Lo sdegno di Gianfranco Zola. Il campione del Cagliari ammette di «esserci rimasto male» per la sentenza che ha condannato il medico della Juventus, Riccardo Agricola, nel processo per doping. «Ci sono rimasto male perché io ho lavorato duro per anni per essere al top fisicamente. Io e i miei compagni facevamo grossi sacrifici per migliorare e certo competere con giocatori che hanno usato doping dispiace: questa è stata una vigliaccata incredibile». La Wada, Agenzia mondiale antidoping, commenta: «Il dottore deve scontare la pena e non poteva fare questi ordinativi di medicinali da solo». Lo ha detto l'avvocato David Howman, direttore generale della Wada.
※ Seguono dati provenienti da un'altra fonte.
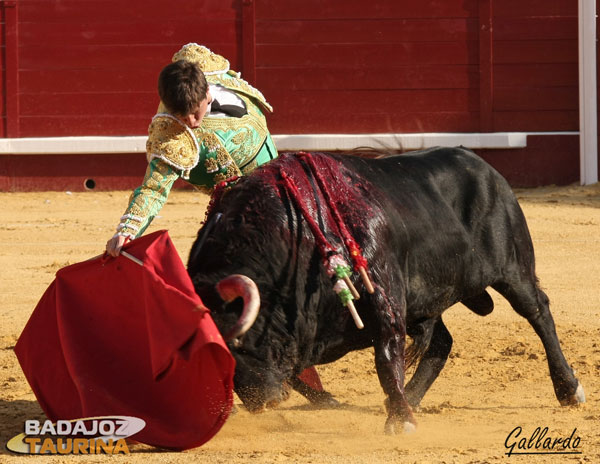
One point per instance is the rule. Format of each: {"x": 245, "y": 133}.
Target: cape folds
{"x": 111, "y": 337}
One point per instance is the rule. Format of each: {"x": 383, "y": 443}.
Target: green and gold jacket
{"x": 221, "y": 148}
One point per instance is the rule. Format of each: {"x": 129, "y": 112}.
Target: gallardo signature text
{"x": 540, "y": 442}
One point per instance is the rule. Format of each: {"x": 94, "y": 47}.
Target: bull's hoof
{"x": 577, "y": 398}
{"x": 391, "y": 427}
{"x": 324, "y": 400}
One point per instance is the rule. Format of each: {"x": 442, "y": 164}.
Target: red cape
{"x": 110, "y": 337}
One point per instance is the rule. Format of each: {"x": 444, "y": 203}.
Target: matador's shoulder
{"x": 173, "y": 142}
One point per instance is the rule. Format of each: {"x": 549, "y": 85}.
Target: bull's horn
{"x": 240, "y": 286}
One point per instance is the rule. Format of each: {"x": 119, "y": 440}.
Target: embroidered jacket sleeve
{"x": 148, "y": 199}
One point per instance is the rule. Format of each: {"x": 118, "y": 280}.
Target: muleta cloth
{"x": 110, "y": 337}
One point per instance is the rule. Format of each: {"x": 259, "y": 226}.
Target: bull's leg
{"x": 533, "y": 304}
{"x": 308, "y": 384}
{"x": 389, "y": 361}
{"x": 430, "y": 365}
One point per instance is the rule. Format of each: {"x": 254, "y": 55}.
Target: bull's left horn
{"x": 240, "y": 286}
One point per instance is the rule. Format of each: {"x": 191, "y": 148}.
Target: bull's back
{"x": 454, "y": 222}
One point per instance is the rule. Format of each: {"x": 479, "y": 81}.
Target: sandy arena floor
{"x": 497, "y": 377}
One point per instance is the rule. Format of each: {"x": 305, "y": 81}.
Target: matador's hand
{"x": 114, "y": 245}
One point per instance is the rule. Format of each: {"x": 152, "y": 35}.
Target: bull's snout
{"x": 258, "y": 400}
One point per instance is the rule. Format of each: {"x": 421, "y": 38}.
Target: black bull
{"x": 437, "y": 227}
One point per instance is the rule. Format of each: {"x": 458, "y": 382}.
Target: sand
{"x": 496, "y": 378}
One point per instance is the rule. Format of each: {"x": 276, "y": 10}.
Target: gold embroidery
{"x": 222, "y": 159}
{"x": 150, "y": 196}
{"x": 211, "y": 165}
{"x": 172, "y": 142}
{"x": 209, "y": 62}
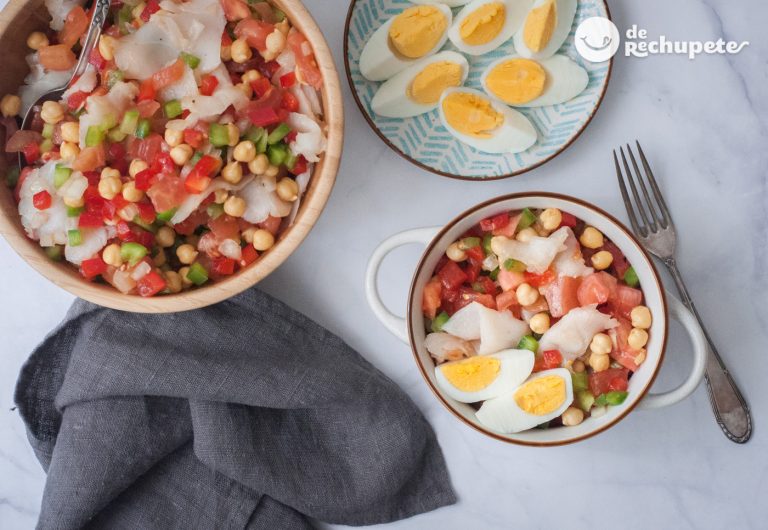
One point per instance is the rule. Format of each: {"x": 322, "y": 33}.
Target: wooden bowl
{"x": 21, "y": 17}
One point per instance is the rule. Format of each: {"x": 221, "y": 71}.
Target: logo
{"x": 597, "y": 39}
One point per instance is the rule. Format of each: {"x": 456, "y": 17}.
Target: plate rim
{"x": 393, "y": 147}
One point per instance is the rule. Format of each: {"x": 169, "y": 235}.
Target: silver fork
{"x": 657, "y": 233}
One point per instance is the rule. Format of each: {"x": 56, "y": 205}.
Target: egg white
{"x": 516, "y": 366}
{"x": 392, "y": 101}
{"x": 516, "y": 11}
{"x": 515, "y": 135}
{"x": 502, "y": 414}
{"x": 379, "y": 61}
{"x": 565, "y": 80}
{"x": 566, "y": 12}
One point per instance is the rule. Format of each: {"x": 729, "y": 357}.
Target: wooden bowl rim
{"x": 314, "y": 201}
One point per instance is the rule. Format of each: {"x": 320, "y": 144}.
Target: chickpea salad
{"x": 536, "y": 319}
{"x": 183, "y": 150}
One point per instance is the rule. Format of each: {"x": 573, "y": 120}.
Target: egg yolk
{"x": 417, "y": 30}
{"x": 541, "y": 396}
{"x": 471, "y": 115}
{"x": 483, "y": 24}
{"x": 539, "y": 26}
{"x": 472, "y": 374}
{"x": 517, "y": 81}
{"x": 430, "y": 83}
Howman ha innanzitutto commentato le affermazioni estive di Dick Pound, il presidente della Wada, che esprimeva l'intenzone «di togliere i trofei alla Juve nel caso fosse dimostrato che c'è doping». «Noi non abbiamo giurisdizione circa il ritiro dei titoli - ha continuato Howman - possiamo soltanto esprimere una nostra opinione ed è evidente che questo è un caso che suscita interesse, che ci sta a cuore: questo è uno scandalo di una gravità assoluta». La Wada può sollecitare l'apertura di un'indagine? «Noi aspetteremo quello che sarà fatto dalle varie federazioni, non possiamo fare pressioni in questo senso». E Paolo Trofino, avvocato di Antonio Giraudo, è convinto che in appello cadrà anche la condanna del medico sociale Riccardo Agricola nel processo per doping alla Juventus: «La sentenza di Torino, assolvendo Giraudo e condannando Agricola, pone un problema - ha detto Trofino - perché c'è stata una perizia singolare attraverso un nuovo metodo che ha portato a ritenere ci fosse una somministrazione di Epo, eppure i farmaci usati erano leciti e i valori ematici nella norma». Accanimento nei confronti della Juventus? «Non voglio parlare di questo ma sicuramente è una sentenza che va "controllata" in appello ed è difficile che regga: i valori ematici sono nei limiti della norma».